Ist Musikerin (Lassie Singers, Britta) und Autorin. Sie schreibt aus dem Leben der Lo-Fi Boheme.

8. 12. 2012 - 16:00

Berlin ein Puppenheim

Die Weihnachtsmarktpest hat die deutsche Hauptstadt auch zum "Hot Wine Capital" gemacht. Doch zum Glück gibt es zu jedem Gift ein Gegengift

Als ich Anfang Dezember in Berlin an mehreren Weihnachtsmärkten im Aufbau vorbei kam und anhob, mich über die Weihnachtsmarktpest in Berlin zu beschweren, wendete mein österreichischer Begleiter ein, das wäre für ihn das Angenehme an Berlin, man würde kaum etwas von Weihnachten mitkriegen. In Österreich wär' das ganz anders, da sei das ganze Land ein einziger Weihnachtsmarkt.

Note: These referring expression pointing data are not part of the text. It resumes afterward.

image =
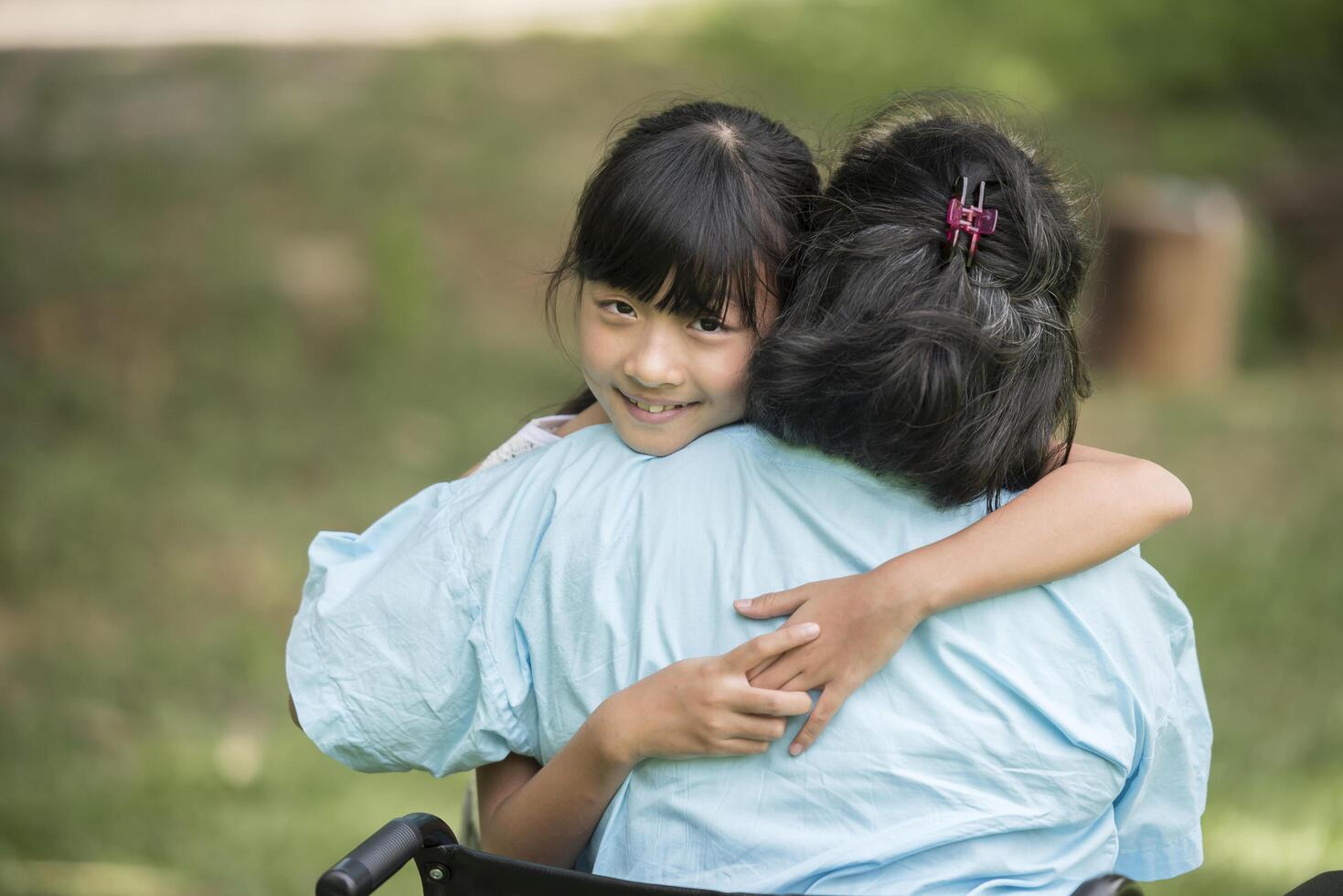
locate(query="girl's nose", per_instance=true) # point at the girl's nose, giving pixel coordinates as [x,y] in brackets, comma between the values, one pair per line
[653,363]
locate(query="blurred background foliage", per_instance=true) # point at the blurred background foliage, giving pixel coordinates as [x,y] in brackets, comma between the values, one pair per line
[251,293]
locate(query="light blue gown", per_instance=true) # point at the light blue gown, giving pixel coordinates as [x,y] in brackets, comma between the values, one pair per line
[1022,743]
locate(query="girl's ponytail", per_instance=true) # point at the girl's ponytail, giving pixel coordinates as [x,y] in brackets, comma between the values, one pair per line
[904,354]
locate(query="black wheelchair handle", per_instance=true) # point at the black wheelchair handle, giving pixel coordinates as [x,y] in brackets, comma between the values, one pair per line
[369,864]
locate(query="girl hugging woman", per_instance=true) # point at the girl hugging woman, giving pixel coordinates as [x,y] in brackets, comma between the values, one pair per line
[703,231]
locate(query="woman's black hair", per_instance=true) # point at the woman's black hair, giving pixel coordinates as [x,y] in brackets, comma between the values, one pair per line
[899,352]
[693,208]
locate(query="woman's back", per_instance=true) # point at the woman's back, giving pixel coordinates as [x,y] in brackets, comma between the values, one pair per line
[1034,741]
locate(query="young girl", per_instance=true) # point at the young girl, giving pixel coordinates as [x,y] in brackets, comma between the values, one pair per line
[675,260]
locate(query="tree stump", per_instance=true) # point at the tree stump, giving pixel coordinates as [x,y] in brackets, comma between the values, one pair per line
[1166,301]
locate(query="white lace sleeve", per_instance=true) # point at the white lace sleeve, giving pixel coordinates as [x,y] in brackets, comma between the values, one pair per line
[532,435]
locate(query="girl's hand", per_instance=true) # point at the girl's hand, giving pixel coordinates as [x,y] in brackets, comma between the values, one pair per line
[704,707]
[864,618]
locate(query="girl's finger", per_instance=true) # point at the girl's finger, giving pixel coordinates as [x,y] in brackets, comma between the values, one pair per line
[783,670]
[767,646]
[773,703]
[827,706]
[753,673]
[759,727]
[775,603]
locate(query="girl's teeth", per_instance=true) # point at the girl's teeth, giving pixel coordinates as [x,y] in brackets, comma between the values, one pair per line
[656,409]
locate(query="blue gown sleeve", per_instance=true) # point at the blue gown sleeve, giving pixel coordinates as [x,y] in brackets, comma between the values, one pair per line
[389,658]
[1158,812]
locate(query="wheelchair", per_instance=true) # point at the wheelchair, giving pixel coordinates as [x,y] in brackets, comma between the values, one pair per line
[446,868]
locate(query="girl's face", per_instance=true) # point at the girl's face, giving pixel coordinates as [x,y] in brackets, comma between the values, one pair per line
[665,380]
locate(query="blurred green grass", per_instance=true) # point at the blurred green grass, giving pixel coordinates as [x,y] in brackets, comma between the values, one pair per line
[250,294]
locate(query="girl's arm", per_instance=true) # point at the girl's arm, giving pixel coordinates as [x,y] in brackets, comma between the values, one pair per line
[692,709]
[1087,511]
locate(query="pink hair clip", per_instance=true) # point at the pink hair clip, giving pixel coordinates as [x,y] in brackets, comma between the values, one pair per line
[975,219]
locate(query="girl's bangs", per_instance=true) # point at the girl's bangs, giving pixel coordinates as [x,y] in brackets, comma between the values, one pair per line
[687,246]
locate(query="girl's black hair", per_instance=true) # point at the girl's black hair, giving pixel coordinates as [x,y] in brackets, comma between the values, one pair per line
[695,208]
[895,354]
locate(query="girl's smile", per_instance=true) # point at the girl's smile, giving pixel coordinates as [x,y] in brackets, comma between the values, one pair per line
[655,410]
[662,379]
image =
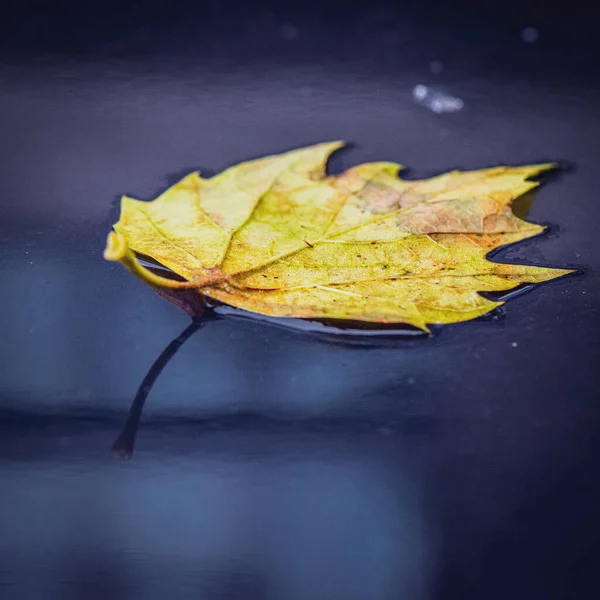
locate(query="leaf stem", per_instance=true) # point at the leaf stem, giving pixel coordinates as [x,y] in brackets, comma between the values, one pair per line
[125,443]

Nun mag es sein, dass in Österreich das Thema "Alpenländische Weihnacht" stark touristisch vermarktet wird, aber inzwischen hat Berlin mit 55 Weihnachtmärkten seinen Ruf als "Hot Wine Capital" Deutschlands festigen können. Dass die ursprünglichen Weihnachtsmärkte eher aus Süddeutschland und dem Erzgebirge kommen, auf solche Feinheiten kann man beim Tourismusmarketing keine Rücksicht nehmen.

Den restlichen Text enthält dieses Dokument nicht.